A tale of man and “machine”

Morley S. Lymburner
March 14, 2017
By Morley S. Lymburner
I recall my number ONE Breathalyzer test. This is “the biggy” that every breath tech worries about because you can imagine what the defence lawyer could do when they found out that this is — THE FIRST.

I was working a quiet afternoon shift at the Traffic front desk when Harry gave me a wink and a nod as he began his shift. Harry, we will call him McCleneghan to protect the innocent, called out to me, “Don’t worry Morley — we will get you your first drunk in no time.”

I knew Harry’s reputation and he was a wonder to behold. He was known as the unit’s best drunk catcher and a record holder with a daisy chain of four prisoners, all cuffed together and stinkin’ drunk. As for how he managed such a record, don’t ask. Harry ain’t tellin’.

But I digress — again. Now Harry started his shift at 4 PM and by 4:20 he was parading an impaired (nay - drunk) driver before the sergeant at the desk. My surprise was more with the sergeant, who seemed not at all surprised.

“Okay Morley, you better get that machine primed,” came the order. I dutifully corrected the sergeant that it was an “instrument and not a machine.”

Off I went to the Breathalyzer office and everything I was taught kicked into high gear. I purged the instrument, timed everything and made careful notes. I qualified the ampoule containing the “clear yellow liquid” (consisting of 0.25% potassium dichromate, .025% silver nitrate and 50% by volume sulphuric acid) with the alcohol standard test, containing 3.38 milligrams of alcohol in each millilitre of solution. I purged the instrument to clear it of all residual alcohol and balanced the light meter.

After making clear notes of all this I welcomed my “guest” - number ONE - into the office. Harry advised me of the circumstances of the arrest and his reasons for believing the subject to be impaired. I furiously wrote down my notes. Visions of a gruelling cross examination from a defence lawyer loomed large in my head. This one had to be letter perfect because it was — number ONE.

I noted the condition of the subject carefully. Eyes - red and watery; pupils - dilated; smell - alcoholic beverage ... ahhh... in there somewhere ... I was sure there was alcohol... and grease ... dirt ... and ... and ... oh yes! ... vomit ... and ... Oh No! ... faecal-matter. “Harry - where did you find this guy?”

“Just driving down Yonge Street,” Harry said cheerily.

“Okay Harry. Thanks... I guess,” I responded gloomily.

The smell was overpowering. Thoughts of what a maggot might smell in the disposal bin of a slaughter house on a hot day came to mind.

The man was slouched in the plain steel chair. The subject lobbed his head toward me in recognition of the voice he could hear in the fog. I asked him if he could understand me. He responded with something that could have been affirmative so I demanded he blow into the plastic tube I held to his lips. He placed the tube to his mouth as I delicately withdrew my hand in time to avoid a drop of liquid bile coming from his mouth.

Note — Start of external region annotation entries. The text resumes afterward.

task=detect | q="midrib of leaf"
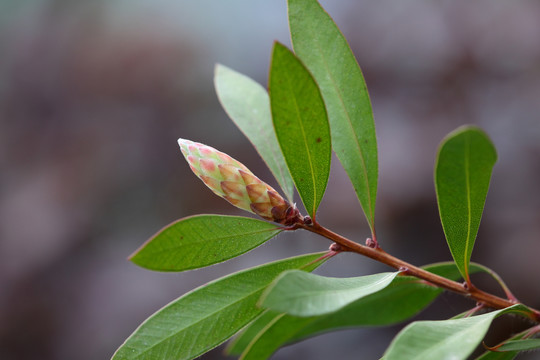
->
[463,136,472,282]
[239,313,286,360]
[149,226,279,253]
[315,39,375,231]
[287,69,317,215]
[276,273,394,299]
[130,286,272,357]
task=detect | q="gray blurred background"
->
[0,0,540,360]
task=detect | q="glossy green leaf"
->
[435,126,497,280]
[225,310,283,356]
[288,0,378,232]
[383,305,522,360]
[261,270,398,317]
[214,65,294,203]
[235,262,481,360]
[476,330,529,360]
[269,43,332,218]
[130,215,282,271]
[113,253,323,360]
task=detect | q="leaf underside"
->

He promptly pulled the instrument off the desk and threw it against the wall turning it instantly to rubble.

The fight was on as I tackled him in the midriff and pinned him against the wall. The interview room door opened wide and the cavalry arrived just in time to see the primal hunk of sludge throw up all over my shoulder and back.

As the troops carried away my chuckling subject, I could hear him yelling “have a nice night copper.”

I looked around the office in dismay. It was time to take notes as to what had just happened here. “My first test is a refusal,” I said to myself. “What a way to start.”

I looked at the wreckage that was once my shiny Borkenstein Breathalyzer model 900A. I looked at my notes, dutifully inscribed with the number ONE, and covered in puke. Do I clean my office, myself or the notes first. I decided on the notes and then went to change my shirt.

After cleaning the office, the final in- dignity came from the sergeant in charge of the station. “Sign here Lymburner.” He was showing me a departmental documentation for permitting a drunk to handle my “machine.” I dutifully pointed out that it was an instrument and not a “machine.” His steely eyes narrowed at me as he dutifully added to the bottom of the documentation that I was also insolent with the sergeant.

The epilogue to all this is both bitter and sweet. I was called into the inspector and he docked me eight hours pay for not securing the “machine.” I thought about dutifully correcting the errant descriptor of the instrument and then remembered that closed mouths are never a temptation for a confession. I took my lumps and ever after kept a firm hand on “the machine.”

And what of my subject. Two weeks later I was notified by newspaper headlines that good old “number ONE” was found shot dead outside his apartment. Apparently, the victim of a drug deal gone bad.

Is there justice so fair that mere mortals cannot bear?